배경 설명

실습 사례 [Based on PS by Prof. Evans]

To obtain a consistent estimate of the impact of kids on labor supply, some authors have suggested using whether a mother had twins on their first birth as an instrument for the number of children in the household.

Twins are in many respect random and by definition, the realization of a twin increases the number of children in the household.

Using data from the 1980 Public Use Micro Sample 5% Census data files, Evans constructed a sample of women aged 21-40 with at least one kid. The 1980 PUMS identifies a person’s age at the time of survey and their quarter of birth. Hence, we can infer that any two kids in the household with the same age and quarter of birth are twins.

There are roughly 6,000 1st births to mothers that are twins.

There are over 800,000 observations in the original data set so to make the problem manageable, Evans selects a random sample of about 6,500 non-twin births for a total of about 12,500 observations.

The STATA data file is called twins1st.dta and below are detailed descriptions of the variables.

  1. What fraction of women work? What is average weeks worked among women that work? What is median labor earnings for women who worked?

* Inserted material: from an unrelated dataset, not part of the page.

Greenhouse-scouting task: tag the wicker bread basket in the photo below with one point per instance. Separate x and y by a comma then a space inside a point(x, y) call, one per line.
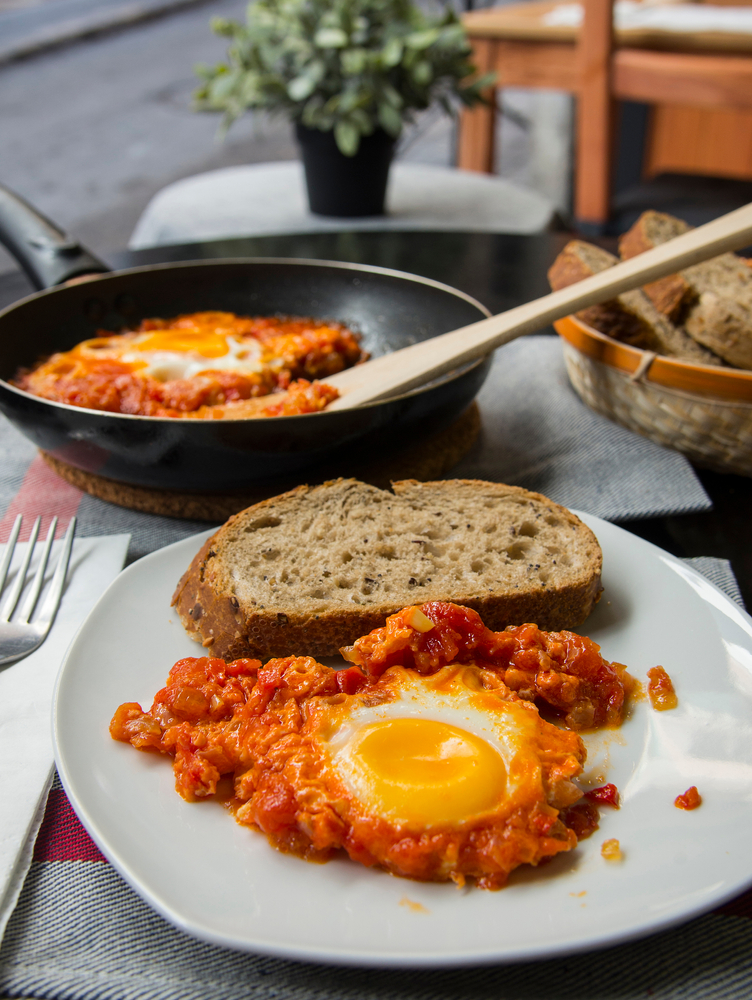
point(702, 411)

  2. Construct an indicator that equals 1 for women that have a second child. Call this variable second. What fraction of women had a second child?

  3. Consider a simple bivariate regression where weeks of work (Y) is regressed on second (X), What is the coefficient for $\beta_1$ in this regression and interpret the coefficient?

$$ Y_i = \beta_0 + \beta_1X_i + \epsilon_i $$

  1. Because of the concern that X and $e$ are correlated, use twins on 1st birth (Z) as an instrument for X in an instrumental variables model. What is the first-stage and reduced-form estimates for this model? Interpret these coefficients, that is, what do these coefficients measure? What is the indirect least squares estimate for $\beta_1$?